This article was written by Molly Clark with the Social Security Administration.  She emailed me and asked if I would share some info on SSA Disability Benefits for parents who have kids with Congenital Heart Defects. Stevie does not receive these benefits, but I feel like if there’s any way I can make the process easier (or even just easier to understand) for people going through what is sure to be overwhelming, I will.  I think the information is useful so I’d like to share it with you.  If you have any questions, feel free to email Molly or myself.

Disability Benefits and Congenital Heart Defects in Children

Parenting a child with a congenital heart defect can be mentally, physically, and financially exhausting. Because congenital heart defects range in severity, one child with a congenital heart defect may only require periodic check-ups while another child with a congenital heart defect may have to undergo invasive surgery and receive ongoing medical treatment.

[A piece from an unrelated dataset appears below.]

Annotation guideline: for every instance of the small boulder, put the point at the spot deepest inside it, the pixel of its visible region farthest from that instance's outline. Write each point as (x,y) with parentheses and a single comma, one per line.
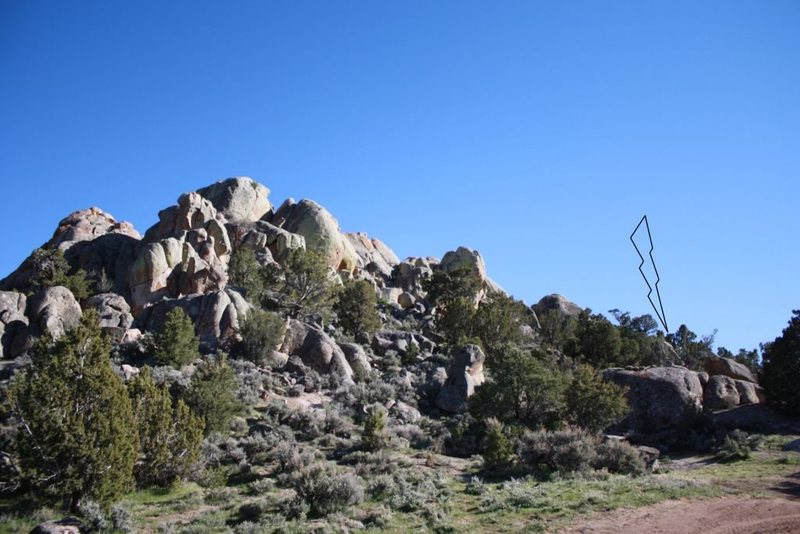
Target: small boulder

Depending on the extent of your child’s condition, his or her medical bills can quickly become expensive. Unfortunately, not all families will be able to cover these costs. If you find that you cannot support your child’s medical needs, you may be able to qualify for Social Security Disability (SSD) benefits on his or her behalf. The following article will provide you with the information needed to begin this process.

Childhood Disability

Adult eligibility for disability benefits is based on an individual’s ability to work. Children on the other hand, are evaluated based on their development and on their everyday activities and abilities.

To meet the SSA’s definition of disability, your child must have a physical or mental condition or that causes severe functional limitations and is expected to last at least one year or result in death. If you aren’t sure whether or not your child is disabled by his or her congenital heart defect, consider the following questions:

• Is your child unable to perform many age-appropriate activities?
• Is your child extremely limited by his or her condition?
• Does your child require extensive support in order to perform age-appropriate activities?
• Do your child’s treatments interfere with your child’s daily activities?

Medical Eligibility

In addition to meeting the basic definition of disability, your child must also meet specific medical requirements. These requirements can be found in the SSA’s blue book. The blue book is a list of potentially disabling conditions and medical requirements needed to qualify for benefits. Congenital heart defects fall under section 104.6 of the blue book. This section is titled, Congenital Heart Disease and covers the following conditions:

  • Cyanotic heart disease
  • Secondary pulmonary vascular obstructive disease
  • Symptomatic acyanotic heart disease, with ventricular dysfunction
  • A congenital defect that requires surgery in infancy

It is important to note that infants that require surgery qualify for benefits for a period of at least one year. Their condition will be evaluated on an annual basis to determine if they remain eligible for benefits.

It is also crucial to note that if your child is waiting to receive or has received a heart transplant, he or she automatically meet the medical criteria for receiving SSD benefits. Again, for a year following the transplant surgery, your child remains eligible. Annual re-evaluations of eligibility occur thereafter.

Technical Eligibility

The Social Security Administration offers disability benefits through two separate programs—SSDI and SSI. To qualify for SSDI benefits, applicants must have a thorough employment history and must have made adequate tax contributions. For this reason, children typically only qualify for SSI on their own record.

SSI or Supplemental Security Income is a needs-based benefit program that offers financial assistance to blind, elderly, or disabled individuals who earn very little money. Eligibility for this program is dependent upon strict financial limits. To qualify for SSI, an applicant’s earned income, unearned income, and financial resources will all be evaluated. In the case of a child, a portion of his or her parents’ income will be considered. The process that SSA uses to allocate a parent’s income to a child’s record is called deeming.

The Application Process

To apply for disability benefits for a minor child, you must complete an interview with an SSA representative. This is done by appointment only and is usually completed in your local SSA field office.

To schedule your appointment, contact your local office directly or call the SSA’s main helpline at 1-800-772-1213. It is important that you schedule your interview as soon as possible because the next available appointment may be several months away. While you are waiting to attend your child’s interview, you should review the Child Disability Interview Checklist, and collect all the necessary documents

At your interview, you will be able to complete the Child Disability Report and the Application for SSI. Both of these forms are a required part of the application process. You should fill these out thoroughly, with as much detail as possible. Any missing or incomplete information may result in the denial of your child’s application.

Once you submit your child’s claim, it may be months before you receive a decision. Although your child may be approved after his or her initial interview, you should be prepared for the possibility of a denial. If this happens, do not panic. You can appeal the SSA’s decision within 60 days of receiving your denial letter.

While the application for disability benefits may seem overwhelming, many parents find that benefits help them provide the right care for their child.